MONTREAL, CANADA--Electrical storms can light up a midsummer night, but the dazzling forks are just part of the show. Invisible gamma rays shoot out of the sky minutes to hours after lightning strikes, researchers have learned. The team suspects that nuclear reactions fizzing in the atmosphere may be the source, and lightning could be the trigger.
Lightning packs a billion-volt punch, rending the sky with massive electric fields. The fields accelerate electrons, which streak upward and smack into atoms with such energy that the excited atoms give off gamma rays. These gamma ray bursts, which follow just microseconds after lightning strikes, have been known for a while. However, at a meeting here of the American Physical Society on 22 March, Mark Greenfield of the International Christian University in Tokyo described how he and his colleagues used sodium iodide detectors on the roof of their building to track delayed gamma rays.
The rays follow lightning by several minutes to an hour. This delay, along with the 50-minute half-life of the gamma ray shower (the time it takes for half the gamma rays to fly off), suggests that they come from nuclear fission reactions in the atmosphere. How the reactions get going isn't known, but Greenfield and colleagues suspect that protons may accelerate from the lightning's electric field in the same way that electrons do and slam into common elements in Earth's atmosphere, setting off fission reactions. For example, they suggest, high-energy protons crashing into argon-40 could trigger a chain reaction in which argon-40 decays into chlorine-39, which then decays into excited argon-39, which immediately gives off a gamma ray.

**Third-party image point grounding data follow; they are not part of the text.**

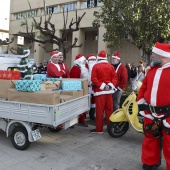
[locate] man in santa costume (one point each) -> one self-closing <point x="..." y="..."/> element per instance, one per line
<point x="63" y="66"/>
<point x="122" y="75"/>
<point x="104" y="80"/>
<point x="53" y="68"/>
<point x="91" y="61"/>
<point x="154" y="104"/>
<point x="79" y="70"/>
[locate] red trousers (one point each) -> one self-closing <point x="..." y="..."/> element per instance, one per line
<point x="104" y="104"/>
<point x="151" y="150"/>
<point x="82" y="118"/>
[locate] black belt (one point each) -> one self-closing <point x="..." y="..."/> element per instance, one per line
<point x="154" y="109"/>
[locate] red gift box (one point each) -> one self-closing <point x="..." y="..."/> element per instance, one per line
<point x="10" y="75"/>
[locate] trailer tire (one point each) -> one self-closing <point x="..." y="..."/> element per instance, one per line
<point x="19" y="138"/>
<point x="117" y="129"/>
<point x="57" y="129"/>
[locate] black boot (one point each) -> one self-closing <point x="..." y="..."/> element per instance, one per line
<point x="92" y="113"/>
<point x="149" y="167"/>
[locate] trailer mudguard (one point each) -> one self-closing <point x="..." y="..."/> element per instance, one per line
<point x="28" y="127"/>
<point x="118" y="116"/>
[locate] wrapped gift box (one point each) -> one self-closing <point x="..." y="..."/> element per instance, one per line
<point x="52" y="79"/>
<point x="71" y="85"/>
<point x="74" y="93"/>
<point x="5" y="85"/>
<point x="41" y="77"/>
<point x="84" y="83"/>
<point x="65" y="98"/>
<point x="38" y="97"/>
<point x="50" y="85"/>
<point x="10" y="75"/>
<point x="28" y="85"/>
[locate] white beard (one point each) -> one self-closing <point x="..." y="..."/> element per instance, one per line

Chlorine-39 has a 56 minute half-life, which fits nicely with the observed half-life of the gamma ray shower.
Still, questions remain. For one thing, it's not clear whether lightning has sufficient energy--on the order of mega-electron volts, or about a million times the energy of an electron in a flashlight bulb--to crank up the protons. Nor is it certain which atoms are giving off the gamma rays. Even so, other researchers say the idea is worth pursuing. "[Greenfield] seems to be on to something very intriguing," says Joseph Dwyer, a physicist at Florida Institute of Technology in Melbourne. The nuclear fission reactions may help corroborate new theories of how lightning is triggered, he says.